Wie gewohnt wacht auch bei der 890 Duke ein serienmäßiges Kurven-ABS souverän über jedes Bremsmanöver, der ab Werk freigeschaltete Supermoto-Modus erlaubt auf Wunsch das Blockieren des Hinterrades. Die Sensibilität der abschaltbaren, schräglagenabhängigen Traktionskontrolle ist grundsätzlich an die drei Fahrmodi (Sport, Street, Rain) gekoppelt.
Ausschließlich mit dem optionalen Track-Pack (343,32 Euro oder Teil des „Tech Pack“) lassen sich individuelle Anpassungen an der neunstufigen Schlupfregelung und der Gasannahme vornehmen, der Anti-Wheelie-Modus ausschalten und eine Launch Control aktivieren. „Nice to have“, wie es so schön heißt – aber höchstens im Ring-Einsatz wirklich notwendig. Bei unserer ersten Testfahrt im knackig gepolsterten Sattel der 890 Duke waren wir mit den Voreinstellungen im Sport- und Street-Modus völlig zufrieden.
Dank ihres fabulösen Zweizylinder-Schubs feuert die 890 Duke gleichmäßig und äußerst unterhaltsam aus den Ecken.
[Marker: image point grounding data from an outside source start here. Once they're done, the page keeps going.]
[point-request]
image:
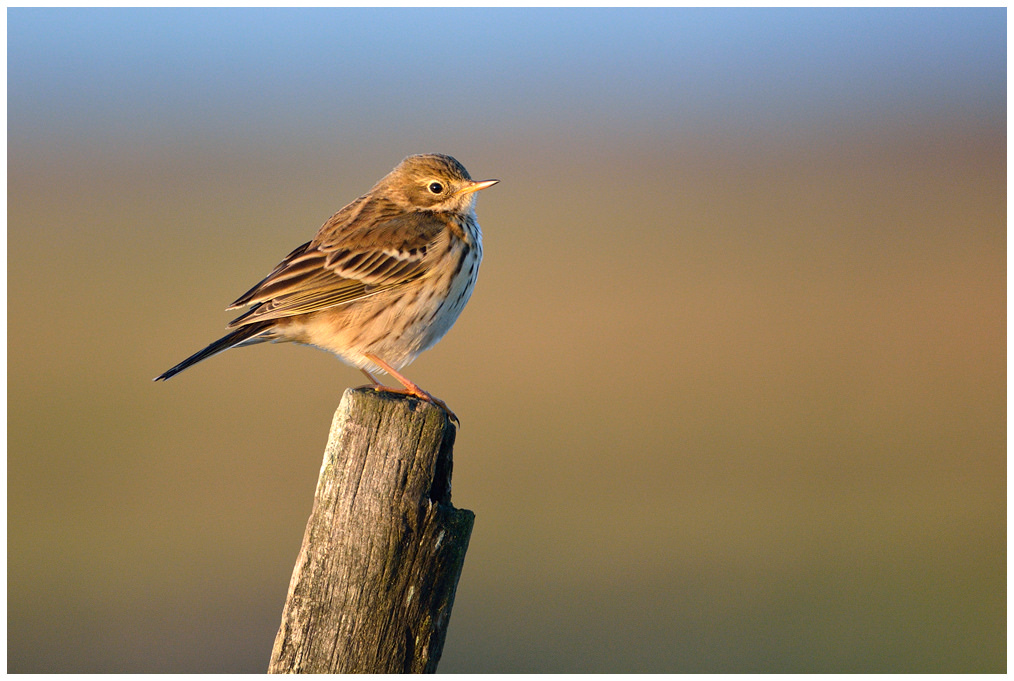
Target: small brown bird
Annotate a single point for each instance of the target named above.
(382, 281)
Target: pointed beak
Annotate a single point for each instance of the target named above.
(476, 186)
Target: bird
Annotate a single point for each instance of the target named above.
(383, 280)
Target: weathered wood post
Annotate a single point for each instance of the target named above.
(374, 583)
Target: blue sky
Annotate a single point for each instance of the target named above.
(143, 70)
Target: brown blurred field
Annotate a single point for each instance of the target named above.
(728, 403)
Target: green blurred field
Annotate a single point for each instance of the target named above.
(727, 403)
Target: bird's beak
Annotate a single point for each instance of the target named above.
(476, 186)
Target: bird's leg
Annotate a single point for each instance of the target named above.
(410, 387)
(373, 381)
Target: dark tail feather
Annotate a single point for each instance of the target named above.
(243, 334)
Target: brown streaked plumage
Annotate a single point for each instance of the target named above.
(382, 281)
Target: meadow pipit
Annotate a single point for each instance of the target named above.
(383, 279)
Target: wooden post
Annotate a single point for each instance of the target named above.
(374, 583)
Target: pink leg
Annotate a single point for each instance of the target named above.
(410, 387)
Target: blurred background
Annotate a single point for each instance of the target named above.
(731, 383)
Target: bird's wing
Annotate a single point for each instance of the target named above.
(367, 247)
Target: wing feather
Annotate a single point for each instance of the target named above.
(365, 248)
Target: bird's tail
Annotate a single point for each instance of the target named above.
(244, 335)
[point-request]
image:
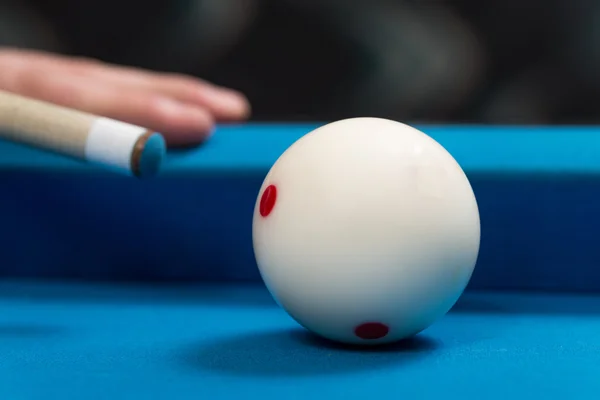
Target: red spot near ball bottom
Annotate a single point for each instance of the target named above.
(267, 201)
(371, 331)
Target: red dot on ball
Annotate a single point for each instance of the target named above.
(371, 330)
(268, 199)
Sogar im City-Betrieb gibt sich die athletische Oberösterreicherin keine Blöße: Die Lastwechsel fallen besonders im Street-Modus geschmeidig aus, die nun schwerere Kurbelwelle sorgt für feinste Manieren selbst im Bummeltempo – ein erfreuliches Phänomen, das bei unserem Testteam ja bereits beim kürzlichen Modell-Upgrade von 790 auf 890 Adventure auf durchwegs positive Resonanz gestoßen ist und auch dem Naked Bike aus Oberösterreich überaus gut tut. Mit 4,8 Litern bleibt der Benzin-Durst des Paralleltwins stets bescheiden.
Erst nach mehr als 280 Kilometern wird ein dringender Stopp an der Zapfsäule fällig. Eine Distanz, die im Tourenbetrieb dank kommoder Ergonomie mit aufrechtem Rücken und moderatem Kniewinkel völlig schmerzfrei zu bewältigen ist. Auch Großgewachsenen bietet der KTM-Roadster ausreichend Bewegungsfreiheit. Wie bei der R-Version lässt sich auch bei der Standard-Duke der Abstand wischen Fahrer und Steuer vierfach adaptieren. Je nach Wunsch sind wahlweise mehr Komfort oder Vorderradbezug möglich.
Mit entsprechenden Anpassungen an der Sitzposition und den Reifen darf man dem Skalpell daher auch guten Gewissens einen Track-Day auf der Rennstrecke zumuten – zumindest sofern der Fahrspaß und nicht die Rundenzeit im Fokus steht. So bleibt im Allround-Einsatz unterm Strich kaum etwas übrig, wozu die 890 Duke kein geeigneter Untersatz wäre. Als vielseitiges Universaltalent im orangen Portfolio ist sie ein mehr als würdiger Nachfolger für die erfolgreiche 790 Duke – und hat gemeinsam mit ihrem R-Pendant damit beste Chancen den Titel „beliebtestes Naked Bike Österreichs“ erfolgreich zu verteidigen.